Guest: Brian Singer (LinkedIn)
Company: Nobl9
Show Name: An Eye on AI
Topic: Observability
In a world where digital services depend on hundreds of interconnected systems, reliability isn’t a nice-to-have — it’s everything. Yet many organizations still treat Service Level Objectives (SLOs) as static, one-time exercises. Nobl9’s new capability, SLO Oversight, is changing that by bringing visibility, accountability, and lifecycle management to the core of reliability engineering.
In this conversation, Brian Singer, Co-founder and Chief Product Officer at Nobl9, shares why keeping SLOs fresh is critical for any enterprise that relies on data-driven reliability decisions.
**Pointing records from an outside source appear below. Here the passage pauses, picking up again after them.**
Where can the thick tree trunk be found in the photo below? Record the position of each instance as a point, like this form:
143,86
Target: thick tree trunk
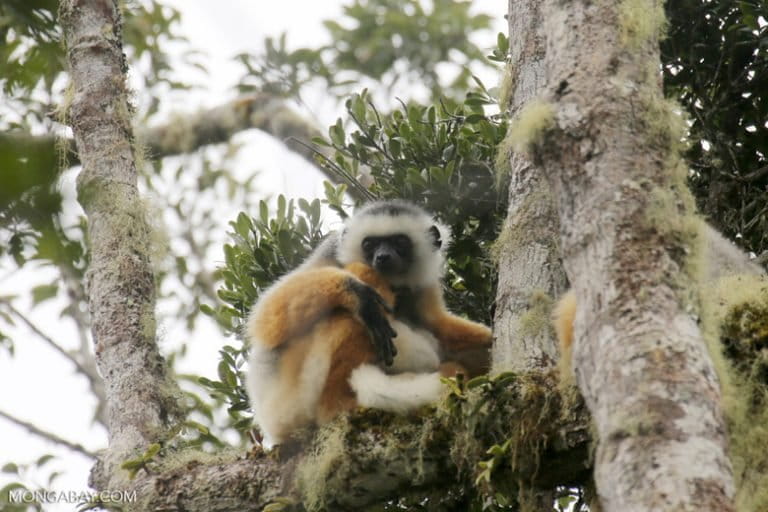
142,399
629,243
530,272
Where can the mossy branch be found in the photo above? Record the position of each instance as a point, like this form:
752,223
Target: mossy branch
488,435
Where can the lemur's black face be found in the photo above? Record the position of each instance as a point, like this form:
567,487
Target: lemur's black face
390,254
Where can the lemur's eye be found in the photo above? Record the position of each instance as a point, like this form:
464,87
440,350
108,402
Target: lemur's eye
402,244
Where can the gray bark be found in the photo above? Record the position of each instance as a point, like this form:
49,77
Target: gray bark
639,356
189,132
530,272
142,399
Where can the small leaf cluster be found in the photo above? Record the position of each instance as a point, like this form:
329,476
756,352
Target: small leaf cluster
262,249
715,64
384,40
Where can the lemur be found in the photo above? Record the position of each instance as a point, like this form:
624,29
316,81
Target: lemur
361,322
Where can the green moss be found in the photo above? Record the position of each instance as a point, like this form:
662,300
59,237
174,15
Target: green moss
524,233
506,87
639,24
328,456
736,313
529,125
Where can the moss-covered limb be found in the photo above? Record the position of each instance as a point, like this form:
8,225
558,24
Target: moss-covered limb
503,435
142,400
510,435
610,154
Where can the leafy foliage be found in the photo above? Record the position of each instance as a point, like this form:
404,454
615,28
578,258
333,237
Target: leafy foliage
385,40
716,64
438,156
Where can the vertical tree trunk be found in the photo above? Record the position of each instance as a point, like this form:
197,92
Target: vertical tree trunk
530,272
629,242
142,400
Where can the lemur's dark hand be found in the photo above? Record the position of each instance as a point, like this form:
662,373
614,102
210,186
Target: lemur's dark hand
371,309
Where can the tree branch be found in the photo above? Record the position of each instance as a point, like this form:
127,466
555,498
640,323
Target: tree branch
48,436
143,402
372,457
607,142
188,132
530,271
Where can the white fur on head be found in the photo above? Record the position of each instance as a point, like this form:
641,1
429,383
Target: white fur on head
398,217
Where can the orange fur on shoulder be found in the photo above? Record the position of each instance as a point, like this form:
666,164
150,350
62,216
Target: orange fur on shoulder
297,303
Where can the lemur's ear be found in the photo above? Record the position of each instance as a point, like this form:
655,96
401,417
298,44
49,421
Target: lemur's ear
435,234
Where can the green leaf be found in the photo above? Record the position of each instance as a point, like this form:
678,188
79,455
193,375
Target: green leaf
44,292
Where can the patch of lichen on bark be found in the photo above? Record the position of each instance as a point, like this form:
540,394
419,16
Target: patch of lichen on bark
737,316
490,441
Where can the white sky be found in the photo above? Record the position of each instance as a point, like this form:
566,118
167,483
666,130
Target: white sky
39,385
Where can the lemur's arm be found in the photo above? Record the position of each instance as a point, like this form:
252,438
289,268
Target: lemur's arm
301,298
456,334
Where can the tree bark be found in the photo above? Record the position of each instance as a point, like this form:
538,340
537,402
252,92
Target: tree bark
142,399
628,242
530,272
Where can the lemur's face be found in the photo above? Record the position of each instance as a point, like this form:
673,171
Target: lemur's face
391,255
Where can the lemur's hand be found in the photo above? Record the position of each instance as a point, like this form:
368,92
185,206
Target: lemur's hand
370,311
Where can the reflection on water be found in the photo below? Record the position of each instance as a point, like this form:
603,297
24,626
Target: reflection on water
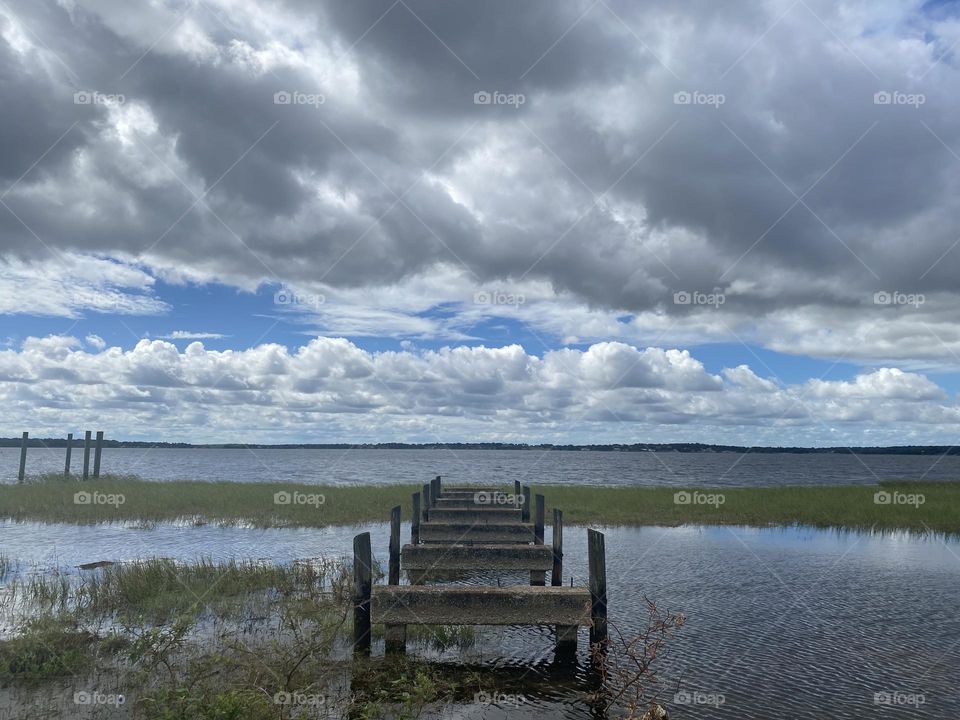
790,622
366,467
Why “Set and Forget” Fails
As Singer explains, SLOs too often go stale. Teams define them once, tie them to a few dashboards, and move on — only to discover months later that those metrics no longer reflect the real user experience. “It’s very easy for SLOs and reliability work in general to become stale,” he said. “You set them up once, and then nobody reviews them. It’s hard to tell if they’re still relevant.”
This is more than an operational issue. When teams don’t revisit SLOs, they start making reliability decisions based on outdated data. That leads to misguided priorities, wasted effort, and potential blind spots when incidents occur.
Introducing SLO Oversight
SLO Oversight adds a structured framework to keep SLOs accurate and trustworthy. At its core is an oversight dashboard that shows the operational health of services alongside the quality of the SLOs tracking them. The platform automatically identifies when an SLO might be obsolete or misaligned with current conditions.
For example, anomaly detection can flag when an SLO’s data stops flowing — as happened during a recent AWS outage. “We had customers who didn’t technically go down, but still experienced customer impact,” Singer said. “SLO Oversight detects those anomalies, marks them for review, and makes sure teams act before the next incident hits.”
Beyond Observability
Some might ask whether observability tools already cover this ground. Singer draws a clear distinction: “Observability gathers data. SLO management tells you what that data means for your users.” Nobl9’s approach doesn’t replace observability; it complements it by adding a layer of impact analysis.
Traditional observability can surface millions of telemetry points, but without a clear link to user experience, teams struggle to prioritize what matters. SLO Oversight bridges that gap — helping engineers, SREs, and business stakeholders align on what’s truly driving customer satisfaction and reliability.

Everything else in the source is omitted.